Toutefois, d'autres recettes proposées par la rapporteure Deseyne pour la branche autonomie nous excèdent. Faire travailler les seuls salariés un jour de plus sans être payés n'est respectueux ni de la justice sociale ni du travail. (Mme Chantal Deseyne et M. Laurent Burgoa s'exclament.)
Notre groupe propose des recettes raisonnables, à la juste hauteur des besoins, pour assurer un retour à l'équilibre à terme, sans ponctionner toujours plus les salariés, les malades ou les retraités. Annonce du report de la revalorisation de 2 % des retraites, au 1er juillet prochain au lieu du 1er janvier, revalorisation finalement de 1 %, annoncée par M. Wauquiez – à quel titre ? – et proposée au travers d'un amendement de Mme Gruny : pour les retraités, le compte n'y sera pas !
Côté dépenses, nous nous opposerons à toute augmentation du reste à charge qui pèse sur les malades et sur les plus vulnérables. Je pense à la hausse du ticket modérateur ou à la diminution des indemnités journalières.
Nous revendiquons une loi de programmation pluriannuelle pour la santé, tout comme une loi pour le grand âge, promise, mais toujours pas présentée pour un examen en 2025, malgré l'attente tant des citoyens que des professionnels.
Nous proposerons de mener une réelle politique de prévention en matière de santé, car celle-ci est le levier le plus efficace pour réduire nos dépenses.

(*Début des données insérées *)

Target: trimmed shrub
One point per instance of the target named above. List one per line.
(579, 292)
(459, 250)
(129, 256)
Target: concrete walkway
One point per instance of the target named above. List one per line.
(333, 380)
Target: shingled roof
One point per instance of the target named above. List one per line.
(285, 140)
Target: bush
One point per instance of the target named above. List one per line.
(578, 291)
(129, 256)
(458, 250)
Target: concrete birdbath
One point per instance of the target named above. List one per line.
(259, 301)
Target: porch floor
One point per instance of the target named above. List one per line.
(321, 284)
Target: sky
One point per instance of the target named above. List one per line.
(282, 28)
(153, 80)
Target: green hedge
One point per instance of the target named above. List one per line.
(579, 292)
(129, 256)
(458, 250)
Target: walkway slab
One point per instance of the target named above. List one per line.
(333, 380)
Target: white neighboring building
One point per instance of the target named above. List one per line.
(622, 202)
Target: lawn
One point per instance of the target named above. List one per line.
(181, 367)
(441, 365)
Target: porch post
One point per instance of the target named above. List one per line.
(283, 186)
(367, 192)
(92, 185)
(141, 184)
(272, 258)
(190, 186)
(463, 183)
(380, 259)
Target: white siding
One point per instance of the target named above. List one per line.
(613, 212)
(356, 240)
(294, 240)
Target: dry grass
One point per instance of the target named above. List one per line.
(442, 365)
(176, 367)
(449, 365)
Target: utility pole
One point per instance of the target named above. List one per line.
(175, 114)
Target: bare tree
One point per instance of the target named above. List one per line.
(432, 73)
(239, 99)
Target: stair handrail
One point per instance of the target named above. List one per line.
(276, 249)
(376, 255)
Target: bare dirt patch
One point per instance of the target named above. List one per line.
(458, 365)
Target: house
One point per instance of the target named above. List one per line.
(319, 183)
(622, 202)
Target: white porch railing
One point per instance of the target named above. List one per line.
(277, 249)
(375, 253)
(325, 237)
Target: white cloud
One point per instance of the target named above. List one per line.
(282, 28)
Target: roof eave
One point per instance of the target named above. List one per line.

La dissociation des dépenses en question de celles qui sont incluses dans l'Ondam, issue d'un amendement socialiste et ajoutée au texte par le Gouvernement après le passage du PLFSS à l'Assemblée, constitue une avancée qui doit être suivie d'un investissement à la hauteur des enjeux.
Invisibilisée dans votre budget, la santé mentale est pourtant supposée être la grande cause du Premier ministre.
Invisibilisée, la politique familiale l'est aussi alors que les familles monoparentales attendent des dispositifs nouveaux, notamment la réforme du congé parental.
Invisibilisés, le renoncement aux soins et les prises en charge tardives faute de médecins le sont également.
Nous, socialistes, considérons qu'il est possible de concilier la justice, fiscale et sociale, et le rétablissement des comptes de la sécurité sociale. Nous nous battrons pour préserver l'accès aux services publics et aux soins, de la crèche à l'Ehpad. Nous refuserons de vendre la protection sociale à des acteurs ayant une logique lucrative, dont les effets délétères sont dévoilés par de nombreux scandales.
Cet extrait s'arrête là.